Bu tartışmalarda, Emek Platformu’nun adının bu kadar sık geçmesinde; bazen toplantıyı düzenleyenlerin “topu taca atmak” için Emek Platformu’nu öne çıkardığı, bazen “solculuk gösterisi” yapmak için Emek Platformu’nun tartışmaya açıldığı, bazen de, “son umut” olarak bu platformdan söz edildiği bir gerçektir.
Hele son aylarda, Emek Platformu içinde yer alan; Türk-İş bürokrasisi başta olmak üzere, Emek Platformu’nun kendilerini fazla zorladığını düşünen çevrelerin ayak sürümeleri karşısında, yerel sendika örgütleri, işçi temsilcileri ve kitle örgütü yöneticilerinin, Emek Platformu’nun önemine daha çok dikkat çektikleri de bir gerçektir.

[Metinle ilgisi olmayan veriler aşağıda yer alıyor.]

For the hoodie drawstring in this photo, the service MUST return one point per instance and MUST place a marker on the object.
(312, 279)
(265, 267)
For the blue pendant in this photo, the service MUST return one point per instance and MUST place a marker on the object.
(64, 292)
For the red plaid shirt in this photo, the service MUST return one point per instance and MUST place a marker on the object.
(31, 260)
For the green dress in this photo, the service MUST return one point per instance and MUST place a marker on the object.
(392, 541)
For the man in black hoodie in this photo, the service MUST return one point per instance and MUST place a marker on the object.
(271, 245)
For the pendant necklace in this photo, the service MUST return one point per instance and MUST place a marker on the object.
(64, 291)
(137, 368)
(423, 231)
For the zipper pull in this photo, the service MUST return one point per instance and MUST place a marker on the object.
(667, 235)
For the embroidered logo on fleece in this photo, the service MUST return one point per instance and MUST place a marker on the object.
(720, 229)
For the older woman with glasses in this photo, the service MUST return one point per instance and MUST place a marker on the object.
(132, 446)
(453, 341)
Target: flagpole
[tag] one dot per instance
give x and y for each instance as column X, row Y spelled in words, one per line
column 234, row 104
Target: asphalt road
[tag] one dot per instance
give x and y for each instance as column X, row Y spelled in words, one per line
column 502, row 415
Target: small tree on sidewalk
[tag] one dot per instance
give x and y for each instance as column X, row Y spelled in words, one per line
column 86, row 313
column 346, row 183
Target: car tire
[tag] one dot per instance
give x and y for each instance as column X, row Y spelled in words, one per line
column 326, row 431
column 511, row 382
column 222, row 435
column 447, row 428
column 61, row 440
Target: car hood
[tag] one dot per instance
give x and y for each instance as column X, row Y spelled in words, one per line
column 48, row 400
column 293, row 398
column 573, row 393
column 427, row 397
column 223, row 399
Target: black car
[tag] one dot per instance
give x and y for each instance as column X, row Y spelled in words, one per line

Çünkü sorunlar büyümekte, işyerleri ve bölgesel düzeyde başa çıkılır olmaktan çıkmaktadır. Bu durumda da, yerel örgütler, bir yandan merkezi olarak “Emek Platformu”nun toplanıp gidişata el koymasını isterken, bir yandan da “yerel emek platformları” oluşturmak için bir çaba içine girmektedirler. Ama bütün bu çabalar içinde “merkezi Emek Platformu”nun sorunlara el koyması çağrıları öne çıkmaktadır.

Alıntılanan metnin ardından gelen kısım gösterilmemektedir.